There are many types of risks. But the most familiar and worrisome to people is the risk of losing your principal. Or to state it differently, ending up with less money than when you started.
There’s no way around it. Investing involves risk. And generally speaking, the more risk you are willing to take, the greater the possibility is for a high return. But there’s also a greater risk of your investment losing its value. The inverse is also true. The less risk you are willing to take, the lower the expected return. That’s the risk/reward tradeoff.
So what is your risk profile?
How comfortable are you with the volatility of the stock market? How will you feel if, after putting away money in your 401(k) for five years, one day when you look at your statement you see that your account has actually lost money? Would you be willing to stay the course?
When you first start investing, most financial institutions provide a questionnaire to guide your investment decisions that takes into account your financial goals, time horizon, ability to sustain a financial loss, and tolerance towards risk. It’s important for you to know how much of a loss you can stomach. It’s also important for you to recognize the tradeoff between expected returns and lowered risk in your portfolio.

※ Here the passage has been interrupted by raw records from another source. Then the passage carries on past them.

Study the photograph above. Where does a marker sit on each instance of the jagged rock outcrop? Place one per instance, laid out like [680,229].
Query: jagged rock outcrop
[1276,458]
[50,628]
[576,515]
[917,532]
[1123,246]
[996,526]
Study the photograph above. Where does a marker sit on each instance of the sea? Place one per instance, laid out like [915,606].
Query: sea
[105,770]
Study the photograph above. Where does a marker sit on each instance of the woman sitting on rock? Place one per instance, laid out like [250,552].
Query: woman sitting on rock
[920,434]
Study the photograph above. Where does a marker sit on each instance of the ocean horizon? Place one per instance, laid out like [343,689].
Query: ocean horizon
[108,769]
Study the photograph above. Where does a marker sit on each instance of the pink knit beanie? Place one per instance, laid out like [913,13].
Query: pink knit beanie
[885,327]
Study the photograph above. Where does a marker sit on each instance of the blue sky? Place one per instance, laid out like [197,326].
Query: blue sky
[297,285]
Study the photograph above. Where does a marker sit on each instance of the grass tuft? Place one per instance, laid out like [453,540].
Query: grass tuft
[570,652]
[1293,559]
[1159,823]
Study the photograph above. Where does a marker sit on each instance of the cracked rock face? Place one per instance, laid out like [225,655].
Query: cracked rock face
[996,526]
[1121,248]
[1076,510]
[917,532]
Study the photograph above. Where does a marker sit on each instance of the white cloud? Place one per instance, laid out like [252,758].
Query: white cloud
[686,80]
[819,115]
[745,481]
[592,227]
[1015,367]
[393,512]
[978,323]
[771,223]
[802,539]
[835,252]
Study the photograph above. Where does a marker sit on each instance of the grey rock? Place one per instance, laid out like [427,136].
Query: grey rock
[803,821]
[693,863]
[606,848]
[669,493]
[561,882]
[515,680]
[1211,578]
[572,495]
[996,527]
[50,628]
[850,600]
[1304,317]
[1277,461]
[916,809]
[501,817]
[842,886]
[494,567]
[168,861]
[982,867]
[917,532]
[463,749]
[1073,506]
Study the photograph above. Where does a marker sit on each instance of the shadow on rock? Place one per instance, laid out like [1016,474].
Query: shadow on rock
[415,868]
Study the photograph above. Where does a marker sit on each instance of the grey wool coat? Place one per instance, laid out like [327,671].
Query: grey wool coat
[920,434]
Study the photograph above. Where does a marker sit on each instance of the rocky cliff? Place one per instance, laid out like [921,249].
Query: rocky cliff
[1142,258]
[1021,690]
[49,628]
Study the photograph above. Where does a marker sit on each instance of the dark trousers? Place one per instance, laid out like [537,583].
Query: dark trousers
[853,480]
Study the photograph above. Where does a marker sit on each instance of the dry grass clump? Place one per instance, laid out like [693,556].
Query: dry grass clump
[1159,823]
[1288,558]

Once you complete the questionnaire, you’ll be provided with a recommended asset allocation that has the right mix of stocks, bonds, cash, and cash equivalents to help achieve your financial goals within your risk tolerance.
What type of return can you expect without taking on risk?
Three-month treasury bills are considered the safest place to invest your money. They don’t fluctuate in price, and no one expects the federal government default on its financial obligations. Savings accounts below the FDIC insured limit are also considered risk-free.
As you can imagine, the expected return from these investments are much lower compared to stocks, bonds, and other investments. They provide what is referred to as “the risk-free rate of return.” That return amount varies over time based on the interest-rate environment, but the risk-free nature is consistent.
You may be thinking: why not just take the risk-free rate of return and know that your money is safe? Unfortunately, there are other risks beside the risk of losing your principal. And by investing in risk-free assets, you are exposed to at least two of them.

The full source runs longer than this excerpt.